It's interesting to note that although you're going 'down' the Nile from Luxor to Aswan, in reality you're going against the water flow of the Nile. The cruise ships are relatively small with only 50- 70 rooms:
The actual Nile River starts in the south of Africa at Victoria Falls at the border of Zambia and Zimbabwe. The water travels 'up' through to Egypt and eventually into the Mediterranean. The Nile is 6,853 km long and flows through 11 countries. This river is the primary water source of Egypt. Because of the fresh water, there are a variety of crops that grow along the sides including wheat, barley, all types of vegetables, figs, melons, pomegranates and vines for Cathy's wine.
I was surprised that the river is not very wide, from 1- 3 Km on our cruise. Here are views of the East and West side as we go 'down' from Luxor to Aswan.
At Esna, about 35 km from Luxor, the boat passes through a lock system.

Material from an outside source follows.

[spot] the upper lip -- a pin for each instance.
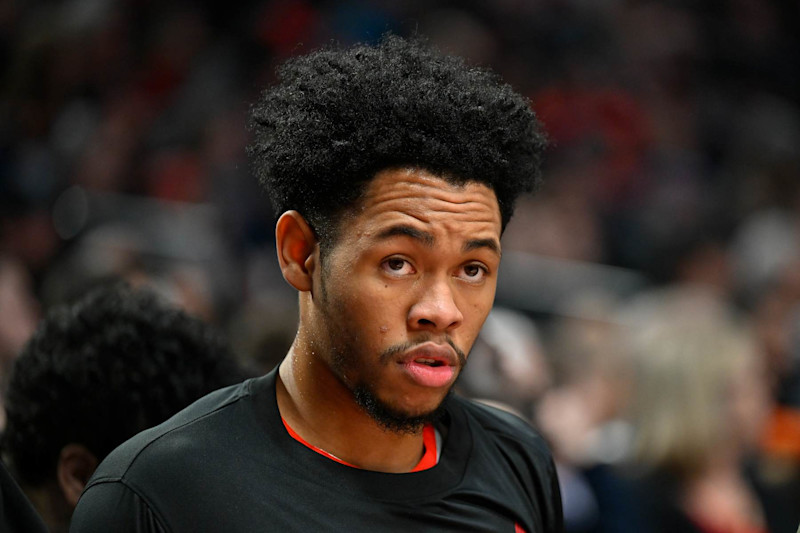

The water level in the lock is low here since we are on the lower side of the river. After the gates close, water is pumped into the lock to raise the water level and continue our journey down to Aswan.
I've tried, for obvious reasons, not to talk politics while I'm here. But it is very evident that the tourist industry has been devastated by the Egyptian Revolution of 2011. Before then, there were 12- 14 million tourists yearly. This year, the country will be lucky to get 1/2 to a million. For Nile cruises, the impact to the economies of Luxor, Esna and Aswan has been especially devastating as this is their biggest industry. Before the revolution, 300 cruise ships sailed the Nile. Today, there are only 5 cruise ships working and our ship was not full.
To say that Egypt is needing their tourists back is an understatement.